Farmers are being asked to closely monitor any stubble fires they carry out after a number of bushfires were sparked by stubble fires in the last month.
Fires can start after the main stubble burn has been completed when winds blow embers onto unburnt ground and bush.
FESA Area Manager Great Southern John Tonkin said that while stubble fires were normal agricultural practice at this time of the year, farmers needed to take responsibility and remain vigilant.
“Although summer has finished the bushfire season is not over yet,” Mr Tonkin said.
“Fuel loads in the south west of the state are high and conditions are still very dry which means that if a bushfire starts it may be difficult for firefighters to bring under control.
“If you are carrying out a stubble burn please make sure that you monitor it closely and remember to mop up and blacken out the edges of the fire afterwards.

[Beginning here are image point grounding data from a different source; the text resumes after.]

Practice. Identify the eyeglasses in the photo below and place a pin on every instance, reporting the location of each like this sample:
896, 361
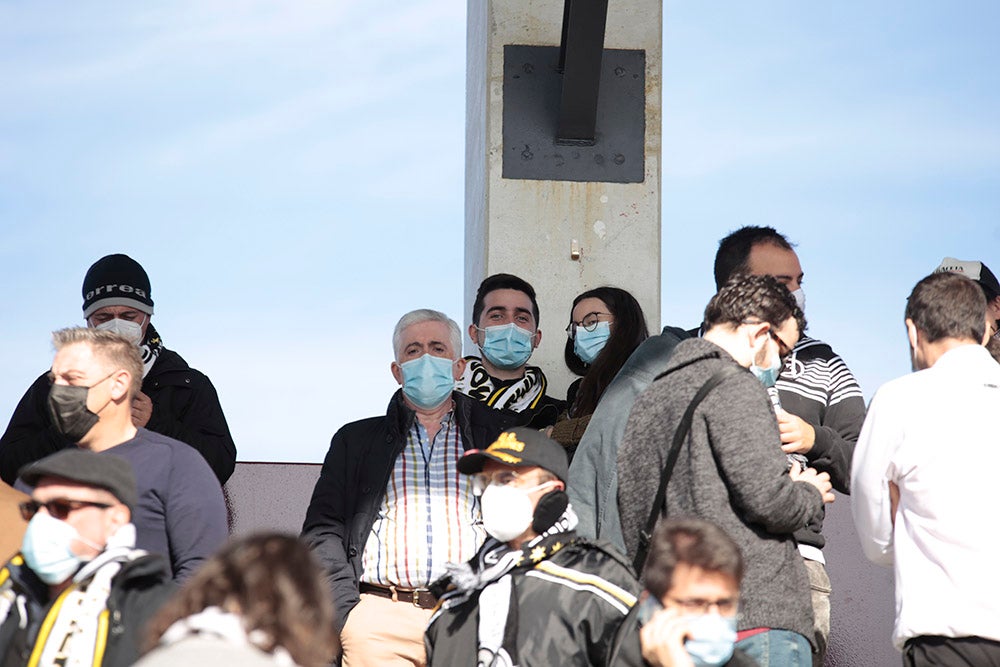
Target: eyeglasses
783, 350
58, 508
589, 322
726, 606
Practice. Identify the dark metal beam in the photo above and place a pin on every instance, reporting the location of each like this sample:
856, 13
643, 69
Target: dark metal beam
580, 56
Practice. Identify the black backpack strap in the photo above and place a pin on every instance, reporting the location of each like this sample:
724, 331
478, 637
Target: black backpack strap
675, 448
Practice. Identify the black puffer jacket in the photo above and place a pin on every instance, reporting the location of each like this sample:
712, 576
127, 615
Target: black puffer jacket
185, 407
137, 593
626, 650
353, 480
568, 608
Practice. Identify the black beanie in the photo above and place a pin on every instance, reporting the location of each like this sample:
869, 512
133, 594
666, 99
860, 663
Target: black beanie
116, 280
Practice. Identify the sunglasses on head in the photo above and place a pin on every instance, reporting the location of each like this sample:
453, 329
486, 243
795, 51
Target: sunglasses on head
58, 508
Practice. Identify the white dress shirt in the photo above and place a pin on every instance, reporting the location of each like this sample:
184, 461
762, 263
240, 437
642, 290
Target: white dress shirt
935, 434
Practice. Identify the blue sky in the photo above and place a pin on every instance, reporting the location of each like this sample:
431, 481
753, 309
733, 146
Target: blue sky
291, 176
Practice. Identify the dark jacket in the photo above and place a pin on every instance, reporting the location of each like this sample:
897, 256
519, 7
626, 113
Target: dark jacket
731, 471
626, 650
353, 482
185, 407
568, 609
137, 592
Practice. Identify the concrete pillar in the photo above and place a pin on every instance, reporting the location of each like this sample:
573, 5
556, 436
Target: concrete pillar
562, 236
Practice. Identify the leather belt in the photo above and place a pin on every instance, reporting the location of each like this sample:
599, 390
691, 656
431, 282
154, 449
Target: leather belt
418, 597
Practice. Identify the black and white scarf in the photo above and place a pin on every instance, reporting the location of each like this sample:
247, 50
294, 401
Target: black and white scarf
150, 349
519, 395
489, 572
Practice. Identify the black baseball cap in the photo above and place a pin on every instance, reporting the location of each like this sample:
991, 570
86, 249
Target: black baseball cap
103, 471
520, 447
972, 269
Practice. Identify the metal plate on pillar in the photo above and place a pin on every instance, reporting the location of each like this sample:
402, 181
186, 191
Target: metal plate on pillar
532, 86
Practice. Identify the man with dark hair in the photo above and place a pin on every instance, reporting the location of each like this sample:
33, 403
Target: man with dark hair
390, 509
922, 482
505, 327
181, 513
819, 404
175, 400
729, 468
688, 610
79, 593
822, 410
535, 593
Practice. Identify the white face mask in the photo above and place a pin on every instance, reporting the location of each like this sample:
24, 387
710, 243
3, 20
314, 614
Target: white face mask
130, 331
507, 510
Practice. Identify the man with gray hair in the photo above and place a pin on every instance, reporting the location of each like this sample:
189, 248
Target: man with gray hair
390, 508
181, 513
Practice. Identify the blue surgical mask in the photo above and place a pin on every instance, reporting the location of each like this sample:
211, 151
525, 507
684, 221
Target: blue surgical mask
768, 376
46, 549
588, 344
712, 639
428, 380
507, 346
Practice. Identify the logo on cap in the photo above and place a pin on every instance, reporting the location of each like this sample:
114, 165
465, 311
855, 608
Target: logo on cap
506, 441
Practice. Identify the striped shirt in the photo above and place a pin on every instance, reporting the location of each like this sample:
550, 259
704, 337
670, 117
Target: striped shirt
429, 515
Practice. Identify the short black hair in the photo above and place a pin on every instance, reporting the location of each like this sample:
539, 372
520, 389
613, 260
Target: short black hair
749, 298
502, 281
695, 542
733, 255
948, 305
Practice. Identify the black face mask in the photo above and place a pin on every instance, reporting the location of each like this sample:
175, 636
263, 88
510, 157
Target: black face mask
68, 408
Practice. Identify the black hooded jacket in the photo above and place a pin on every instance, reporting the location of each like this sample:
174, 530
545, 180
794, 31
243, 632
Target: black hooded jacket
138, 591
185, 407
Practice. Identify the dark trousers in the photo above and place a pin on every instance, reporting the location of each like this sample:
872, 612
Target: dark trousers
932, 651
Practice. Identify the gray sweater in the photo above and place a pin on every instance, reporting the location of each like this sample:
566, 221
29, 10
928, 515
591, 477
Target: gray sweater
730, 471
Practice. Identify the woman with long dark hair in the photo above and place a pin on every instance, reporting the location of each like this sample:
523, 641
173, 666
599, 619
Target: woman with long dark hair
606, 325
260, 601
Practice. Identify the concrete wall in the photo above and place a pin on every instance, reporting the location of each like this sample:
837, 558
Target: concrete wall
274, 496
527, 227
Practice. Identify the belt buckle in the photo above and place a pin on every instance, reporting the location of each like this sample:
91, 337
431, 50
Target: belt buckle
416, 596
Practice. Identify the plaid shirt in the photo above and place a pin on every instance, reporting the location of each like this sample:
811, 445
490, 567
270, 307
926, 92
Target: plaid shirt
429, 515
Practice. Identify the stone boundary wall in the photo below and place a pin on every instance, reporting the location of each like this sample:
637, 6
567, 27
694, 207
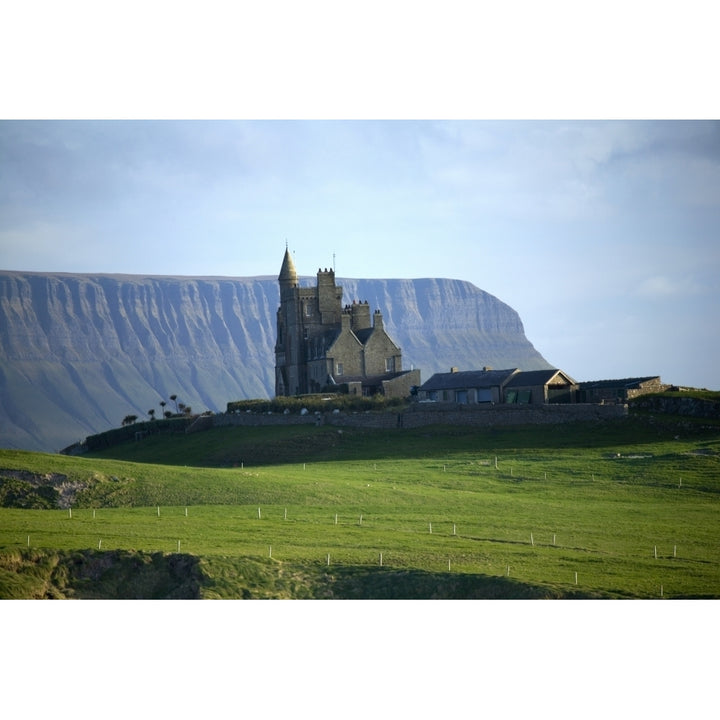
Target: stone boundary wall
421, 415
688, 406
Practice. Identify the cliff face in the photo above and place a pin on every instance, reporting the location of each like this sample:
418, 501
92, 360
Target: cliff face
79, 352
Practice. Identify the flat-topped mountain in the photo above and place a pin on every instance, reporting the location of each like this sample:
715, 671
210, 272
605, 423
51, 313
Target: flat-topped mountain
80, 352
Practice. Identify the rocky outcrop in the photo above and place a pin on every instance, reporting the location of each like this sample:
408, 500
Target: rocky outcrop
80, 352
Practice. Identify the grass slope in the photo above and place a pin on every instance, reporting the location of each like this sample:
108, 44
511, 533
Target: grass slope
624, 509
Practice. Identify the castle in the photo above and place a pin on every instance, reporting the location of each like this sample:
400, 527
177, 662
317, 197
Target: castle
323, 346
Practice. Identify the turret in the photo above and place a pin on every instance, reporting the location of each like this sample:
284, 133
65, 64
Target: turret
288, 275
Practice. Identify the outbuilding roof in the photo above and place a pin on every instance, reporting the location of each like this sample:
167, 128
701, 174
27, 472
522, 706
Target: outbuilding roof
624, 383
526, 378
467, 379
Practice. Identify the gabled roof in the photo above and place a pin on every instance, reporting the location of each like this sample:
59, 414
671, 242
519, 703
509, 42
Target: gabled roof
624, 383
468, 379
537, 377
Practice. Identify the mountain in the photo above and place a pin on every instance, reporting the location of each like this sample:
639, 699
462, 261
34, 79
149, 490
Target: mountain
80, 352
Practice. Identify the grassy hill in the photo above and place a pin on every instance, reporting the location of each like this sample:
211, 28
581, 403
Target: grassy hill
621, 509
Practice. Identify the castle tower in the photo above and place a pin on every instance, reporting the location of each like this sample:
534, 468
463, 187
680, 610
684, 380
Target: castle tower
321, 345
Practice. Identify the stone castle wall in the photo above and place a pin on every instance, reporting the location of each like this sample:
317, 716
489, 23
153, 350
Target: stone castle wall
422, 414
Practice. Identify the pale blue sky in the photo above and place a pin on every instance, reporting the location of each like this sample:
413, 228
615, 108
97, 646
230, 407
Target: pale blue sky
602, 235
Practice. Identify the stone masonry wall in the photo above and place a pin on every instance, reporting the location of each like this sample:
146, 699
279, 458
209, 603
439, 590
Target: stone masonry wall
421, 415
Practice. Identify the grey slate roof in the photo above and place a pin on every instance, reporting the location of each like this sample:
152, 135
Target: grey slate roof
535, 378
625, 382
467, 379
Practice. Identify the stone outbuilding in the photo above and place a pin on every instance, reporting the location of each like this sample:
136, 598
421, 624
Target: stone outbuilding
599, 391
467, 386
541, 387
500, 387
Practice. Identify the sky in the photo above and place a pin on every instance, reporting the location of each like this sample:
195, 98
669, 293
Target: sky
603, 235
379, 142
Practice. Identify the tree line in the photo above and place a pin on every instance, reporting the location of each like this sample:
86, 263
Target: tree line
181, 410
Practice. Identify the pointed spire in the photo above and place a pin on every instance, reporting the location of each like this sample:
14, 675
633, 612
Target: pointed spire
288, 274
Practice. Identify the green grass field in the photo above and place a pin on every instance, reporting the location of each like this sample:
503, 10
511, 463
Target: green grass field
620, 510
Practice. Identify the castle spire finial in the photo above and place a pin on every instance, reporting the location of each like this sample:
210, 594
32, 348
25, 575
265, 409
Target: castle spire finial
288, 274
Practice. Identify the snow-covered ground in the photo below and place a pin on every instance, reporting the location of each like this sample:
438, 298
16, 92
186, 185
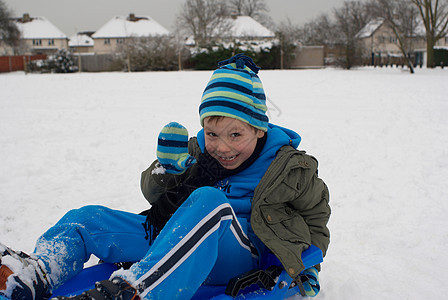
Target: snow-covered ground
380, 135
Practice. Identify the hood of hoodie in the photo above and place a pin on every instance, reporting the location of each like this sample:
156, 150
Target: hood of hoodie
239, 188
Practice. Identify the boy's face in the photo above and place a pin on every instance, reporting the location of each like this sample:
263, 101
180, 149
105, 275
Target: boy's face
230, 141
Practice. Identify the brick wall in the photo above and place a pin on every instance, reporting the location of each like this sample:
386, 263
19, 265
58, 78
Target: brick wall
17, 63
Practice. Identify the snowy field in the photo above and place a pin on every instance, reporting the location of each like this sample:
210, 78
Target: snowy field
380, 135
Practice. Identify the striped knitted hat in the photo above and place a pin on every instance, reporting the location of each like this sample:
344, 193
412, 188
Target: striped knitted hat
235, 91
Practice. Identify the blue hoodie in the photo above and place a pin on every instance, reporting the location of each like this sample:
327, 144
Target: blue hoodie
240, 187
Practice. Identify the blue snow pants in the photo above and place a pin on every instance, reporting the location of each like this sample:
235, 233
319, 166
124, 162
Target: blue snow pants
203, 241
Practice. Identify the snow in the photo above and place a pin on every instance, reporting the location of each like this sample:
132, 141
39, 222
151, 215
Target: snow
380, 136
121, 27
80, 40
40, 28
245, 26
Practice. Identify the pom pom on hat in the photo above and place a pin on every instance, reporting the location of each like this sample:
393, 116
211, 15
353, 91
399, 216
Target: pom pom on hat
235, 91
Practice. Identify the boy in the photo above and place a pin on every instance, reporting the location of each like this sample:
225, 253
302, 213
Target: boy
218, 203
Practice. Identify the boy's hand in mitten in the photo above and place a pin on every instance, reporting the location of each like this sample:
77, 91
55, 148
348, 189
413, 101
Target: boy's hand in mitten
311, 283
172, 149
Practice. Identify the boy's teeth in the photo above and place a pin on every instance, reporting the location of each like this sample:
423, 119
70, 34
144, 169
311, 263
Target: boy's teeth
228, 158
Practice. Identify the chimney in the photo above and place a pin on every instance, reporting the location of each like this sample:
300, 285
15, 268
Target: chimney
26, 17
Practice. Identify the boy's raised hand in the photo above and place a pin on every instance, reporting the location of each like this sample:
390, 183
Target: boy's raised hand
172, 149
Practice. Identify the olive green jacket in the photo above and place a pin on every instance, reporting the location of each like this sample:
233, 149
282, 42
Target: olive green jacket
290, 207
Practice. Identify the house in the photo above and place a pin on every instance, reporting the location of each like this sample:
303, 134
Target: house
381, 45
121, 29
40, 36
81, 43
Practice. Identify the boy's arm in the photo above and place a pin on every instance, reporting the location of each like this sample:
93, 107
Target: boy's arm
313, 204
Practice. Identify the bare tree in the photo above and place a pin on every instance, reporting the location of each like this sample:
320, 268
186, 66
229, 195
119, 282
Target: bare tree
252, 8
401, 19
318, 31
204, 19
288, 35
434, 14
9, 33
349, 20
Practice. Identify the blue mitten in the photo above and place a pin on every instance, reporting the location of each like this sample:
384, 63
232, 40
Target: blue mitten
311, 285
172, 149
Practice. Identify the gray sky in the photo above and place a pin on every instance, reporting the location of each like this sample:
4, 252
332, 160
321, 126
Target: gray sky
80, 15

“Remember that the default standard for mop up on a permit burn is 30 metres around the edges.”
Mr Tonkin said farmers should also take into account weather forecasts and any fire restrictions in place prior to lighting up.
“Some local governments may have restrictions in place and you may need a permit, so always check with your local government prior to burning,” he said.
“If you are planning to conduct a stubble burn, and the following day is forecast to be warm or windy it may be prudent to delay the burn.
“Irrespective of the forecast, it is a good idea to check stubble burns over subsequent days to ensure there are no sources for re-ignition.
“It only takes one stubble fire to get out of control and you could be looking at a loss of property and life.
“Please help us keep your community safe.”